Jakarta (ANTARA) – Peneliti ekonomi Pusat Penelitian Kebijakan Publik Indonesia (TII) Putu Rusta Ajaya mengatakan terpilihnya kembali Donald Trump sebagai Presiden Amerika Serikat (AS) dapat memperkuat kebijakan perlindungan perdagangan internasional. .
Menurut Putu, Donald Trump terpilih kembali menjadi Presiden Amerika Serikat setelah mengalahkan Kamala Harris untuk posisi presiden Partai Republik. Terpilihnya Trump, slogannya “America First” membawa dampak yang besar bagi Indonesia.

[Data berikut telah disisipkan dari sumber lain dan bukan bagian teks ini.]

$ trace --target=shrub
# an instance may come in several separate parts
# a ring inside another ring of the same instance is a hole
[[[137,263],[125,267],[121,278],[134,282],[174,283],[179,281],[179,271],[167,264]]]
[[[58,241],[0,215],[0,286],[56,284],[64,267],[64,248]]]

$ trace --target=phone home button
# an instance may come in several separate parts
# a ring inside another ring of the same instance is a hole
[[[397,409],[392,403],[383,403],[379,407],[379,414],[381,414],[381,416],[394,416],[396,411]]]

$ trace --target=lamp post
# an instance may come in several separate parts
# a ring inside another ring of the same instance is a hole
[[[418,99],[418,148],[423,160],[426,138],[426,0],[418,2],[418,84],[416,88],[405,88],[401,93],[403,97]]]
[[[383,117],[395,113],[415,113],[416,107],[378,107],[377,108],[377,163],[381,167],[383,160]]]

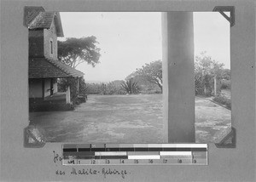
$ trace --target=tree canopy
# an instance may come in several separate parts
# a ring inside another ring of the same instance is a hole
[[[87,62],[93,67],[99,63],[101,56],[98,42],[94,36],[88,37],[69,37],[66,41],[58,41],[58,58],[64,64],[75,68]]]
[[[163,80],[161,60],[155,60],[149,64],[145,64],[142,68],[137,69],[134,75],[138,75],[145,81],[156,84],[162,91]]]
[[[228,69],[224,70],[224,64],[218,63],[207,55],[206,52],[195,56],[195,84],[196,94],[211,94],[212,91],[213,77],[224,78],[229,75]]]

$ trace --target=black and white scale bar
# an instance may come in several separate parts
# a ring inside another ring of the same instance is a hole
[[[80,151],[207,151],[207,144],[65,144],[63,152]]]
[[[207,165],[207,144],[66,144],[63,165]]]

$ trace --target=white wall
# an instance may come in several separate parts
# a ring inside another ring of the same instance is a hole
[[[44,79],[44,97],[50,95],[50,78]]]
[[[42,80],[29,80],[29,98],[42,98]]]

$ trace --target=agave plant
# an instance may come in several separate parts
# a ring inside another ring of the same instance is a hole
[[[139,90],[139,86],[137,82],[134,82],[133,78],[127,79],[121,82],[121,87],[127,92],[129,94],[137,93]]]

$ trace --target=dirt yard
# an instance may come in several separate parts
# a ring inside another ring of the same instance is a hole
[[[214,142],[230,128],[230,111],[195,99],[196,142]],[[31,112],[49,142],[162,143],[162,95],[89,95],[71,111]]]

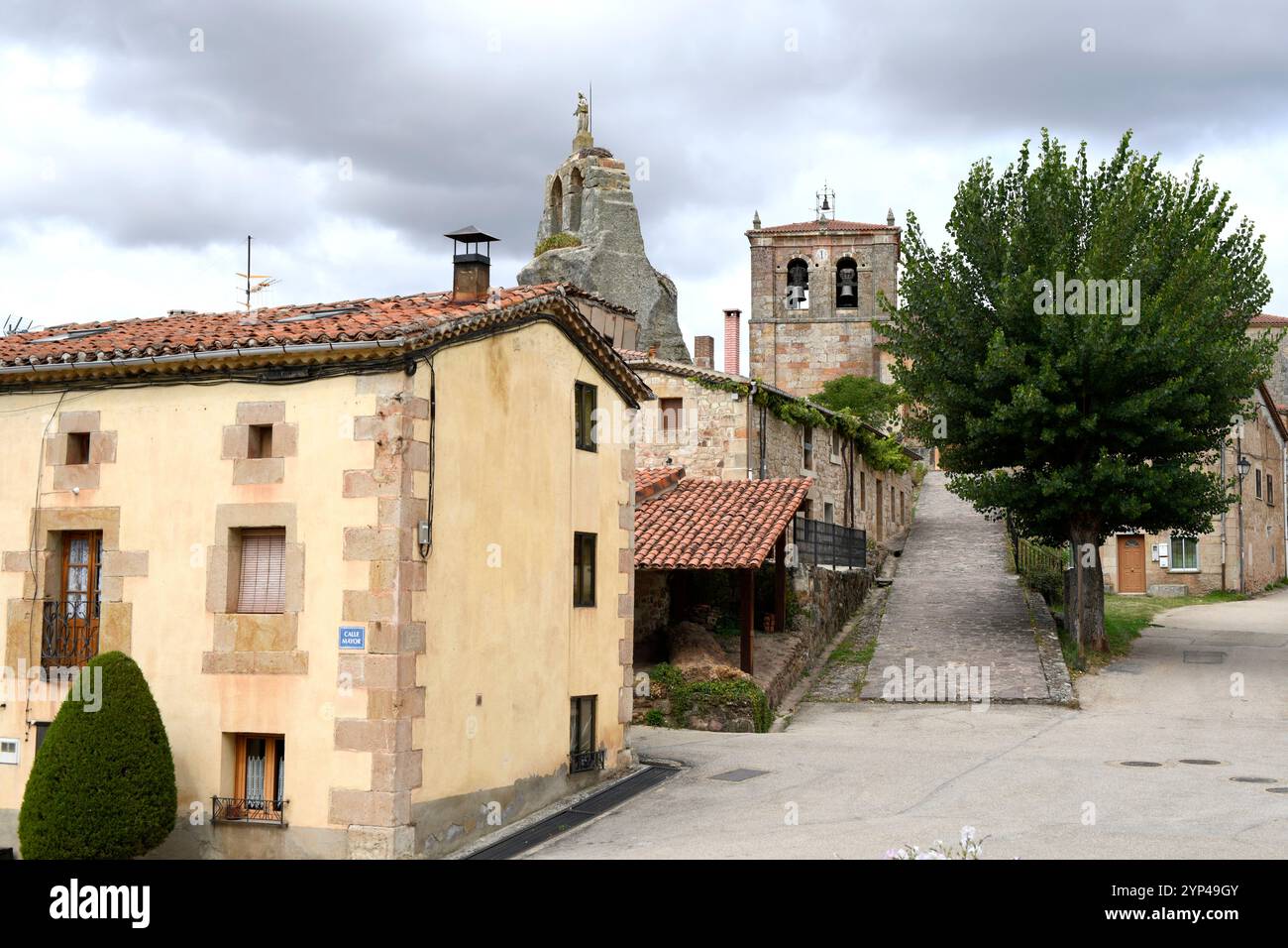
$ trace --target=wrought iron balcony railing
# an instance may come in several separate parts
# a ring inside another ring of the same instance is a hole
[[[41,668],[79,668],[98,654],[97,600],[45,600],[41,618]]]
[[[571,771],[573,774],[581,774],[586,770],[603,770],[604,753],[604,751],[578,751],[577,753],[569,755],[572,758]]]
[[[267,823],[286,825],[289,800],[250,800],[237,797],[211,797],[216,823]]]

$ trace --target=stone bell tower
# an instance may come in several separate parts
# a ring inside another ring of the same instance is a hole
[[[590,106],[577,94],[572,153],[546,177],[536,255],[520,284],[567,281],[635,311],[641,350],[688,362],[675,284],[649,263],[626,165],[595,146]]]
[[[836,219],[836,195],[818,192],[813,221],[747,231],[751,244],[751,375],[814,395],[838,375],[890,382],[877,302],[898,290],[899,228]]]

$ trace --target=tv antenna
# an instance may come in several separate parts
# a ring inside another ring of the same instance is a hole
[[[250,241],[251,241],[251,236],[247,233],[246,235],[246,272],[237,275],[237,276],[246,277],[246,290],[245,290],[246,299],[241,301],[241,303],[240,303],[241,306],[246,307],[246,312],[250,312],[250,298],[251,298],[251,294],[254,294],[254,293],[263,293],[269,286],[272,286],[273,284],[277,282],[277,279],[269,276],[268,273],[251,273],[250,272]],[[259,282],[256,282],[256,284],[252,285],[251,280],[258,280]]]

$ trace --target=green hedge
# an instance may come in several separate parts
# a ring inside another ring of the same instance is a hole
[[[81,681],[93,686],[63,702],[27,778],[18,814],[23,859],[129,859],[175,825],[174,758],[143,672],[108,651],[90,660]]]

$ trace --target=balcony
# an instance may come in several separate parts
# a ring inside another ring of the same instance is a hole
[[[98,654],[97,600],[45,600],[43,610],[41,668],[80,668]]]
[[[286,805],[290,800],[250,800],[237,797],[211,797],[215,823],[258,823],[285,827]]]
[[[578,751],[577,753],[569,755],[572,758],[569,771],[573,774],[582,774],[587,770],[603,770],[604,755],[604,751]]]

“Di tengah ketidakpastian perekonomian global, dan kebijakan Trump ‘America First’, hal ini akan meningkatkan proteksionisme perdagangan internasional yang berdampak buruk bagi Indonesia,” ujarnya di Jakarta, Kamis.

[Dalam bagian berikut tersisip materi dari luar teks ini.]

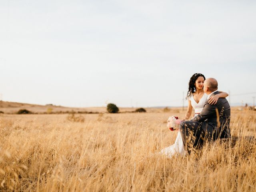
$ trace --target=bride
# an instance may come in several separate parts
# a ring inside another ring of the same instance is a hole
[[[203,89],[204,80],[204,76],[200,73],[195,73],[190,78],[186,97],[188,100],[188,105],[184,120],[189,119],[192,113],[192,108],[195,110],[194,117],[200,114],[204,108],[204,103],[207,101],[207,95],[204,92]],[[210,104],[216,104],[219,98],[224,98],[228,96],[228,94],[227,93],[219,92],[220,93],[219,94],[210,97],[208,101]],[[174,143],[162,149],[160,153],[165,154],[170,158],[171,158],[176,153],[179,154],[182,156],[186,155],[186,151],[184,149],[183,142],[180,131],[178,133]]]

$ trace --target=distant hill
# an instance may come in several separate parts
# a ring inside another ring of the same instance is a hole
[[[134,111],[136,108],[120,108],[120,112],[132,112]],[[150,112],[150,109],[146,108],[147,111]],[[60,106],[56,106],[52,104],[45,105],[28,103],[10,102],[0,101],[0,111],[2,111],[5,114],[16,113],[20,109],[26,109],[33,113],[43,114],[47,113],[51,111],[53,113],[68,113],[73,111],[76,112],[80,113],[99,113],[106,112],[106,107],[68,107]]]

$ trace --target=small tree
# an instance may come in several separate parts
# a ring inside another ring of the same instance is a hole
[[[26,109],[20,109],[17,112],[17,114],[31,114],[32,112]]]
[[[119,109],[113,103],[109,103],[107,105],[107,111],[110,113],[116,113],[119,111]]]
[[[139,108],[135,110],[135,112],[138,112],[139,113],[144,113],[146,112],[147,111],[144,108]]]

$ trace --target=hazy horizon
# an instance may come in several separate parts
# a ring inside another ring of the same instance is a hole
[[[182,106],[200,72],[230,92],[231,105],[252,104],[256,9],[248,0],[1,1],[0,99]]]

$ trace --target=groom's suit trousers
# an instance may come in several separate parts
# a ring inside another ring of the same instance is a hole
[[[217,91],[213,94],[218,93]],[[188,153],[193,148],[201,147],[206,140],[230,137],[230,116],[228,101],[220,98],[214,105],[206,102],[200,114],[191,120],[182,122],[180,131]]]

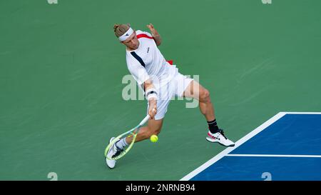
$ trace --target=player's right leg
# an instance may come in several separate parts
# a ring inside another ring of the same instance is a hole
[[[137,134],[136,142],[141,141],[144,139],[149,139],[152,135],[158,135],[163,126],[163,119],[148,120],[148,124],[146,126],[141,127],[138,134]],[[133,136],[126,137],[126,142],[131,143]]]
[[[228,139],[224,131],[219,129],[214,114],[214,106],[210,101],[210,93],[196,81],[192,81],[183,93],[185,97],[192,97],[199,101],[200,112],[206,119],[209,127],[206,140],[218,142],[225,146],[234,146],[235,144]]]

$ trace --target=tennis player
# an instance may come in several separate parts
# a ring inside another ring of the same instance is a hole
[[[148,100],[147,113],[151,116],[148,125],[141,128],[136,142],[158,135],[163,125],[168,104],[173,96],[198,100],[200,112],[208,124],[206,139],[225,146],[233,146],[222,129],[218,128],[208,90],[196,81],[180,74],[175,65],[166,61],[158,49],[162,39],[152,24],[147,27],[151,33],[135,31],[129,24],[115,24],[113,29],[119,41],[126,46],[126,62],[129,72],[143,90]],[[111,141],[114,137],[110,140]],[[116,142],[107,153],[109,158],[117,156],[132,141],[126,137]],[[113,169],[116,160],[106,159]]]

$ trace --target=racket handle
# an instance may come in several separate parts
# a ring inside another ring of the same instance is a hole
[[[149,118],[151,116],[149,116],[149,114],[147,114],[147,116],[143,119],[143,121],[141,121],[141,122],[139,124],[139,126],[143,126],[146,122],[147,122],[147,121],[148,121]]]

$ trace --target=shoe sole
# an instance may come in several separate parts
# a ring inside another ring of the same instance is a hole
[[[218,143],[220,145],[223,146],[225,146],[225,147],[233,147],[233,146],[235,146],[235,144],[232,144],[232,145],[225,146],[225,145],[224,145],[224,144],[220,144],[220,143],[218,142],[218,141],[212,141],[209,140],[208,138],[206,138],[206,140],[207,140],[208,141],[210,141],[210,143]]]

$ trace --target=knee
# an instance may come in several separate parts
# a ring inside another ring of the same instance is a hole
[[[200,94],[200,101],[201,102],[209,102],[210,101],[210,91],[207,89],[204,89],[202,93]]]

Penurunan ekspor neto ini akan mempengaruhi pertumbuhan ekonomi Indonesia di masa depan. Menurut Badan Pusat Statistik (BPS), pertumbuhan ekonomi pada triwulan III tahun 2024 sebesar 4,95 persen dibandingkan tahun lalu, masih di bawah rata-rata lima persen yang dicapai dalam beberapa tahun terakhir.
Akibat kedua adalah arus keluar modal, atau repatriasi dolar di dalam negeri AS, karena Trump telah menjanjikan insentif besar, seperti pemotongan pajak dan deregulasi, sehingga perusahaan multinasional AS dan bahkan investor asing dapat lebih fokus pada pengembangan produk mereka. dan/atau jasa. di AS. .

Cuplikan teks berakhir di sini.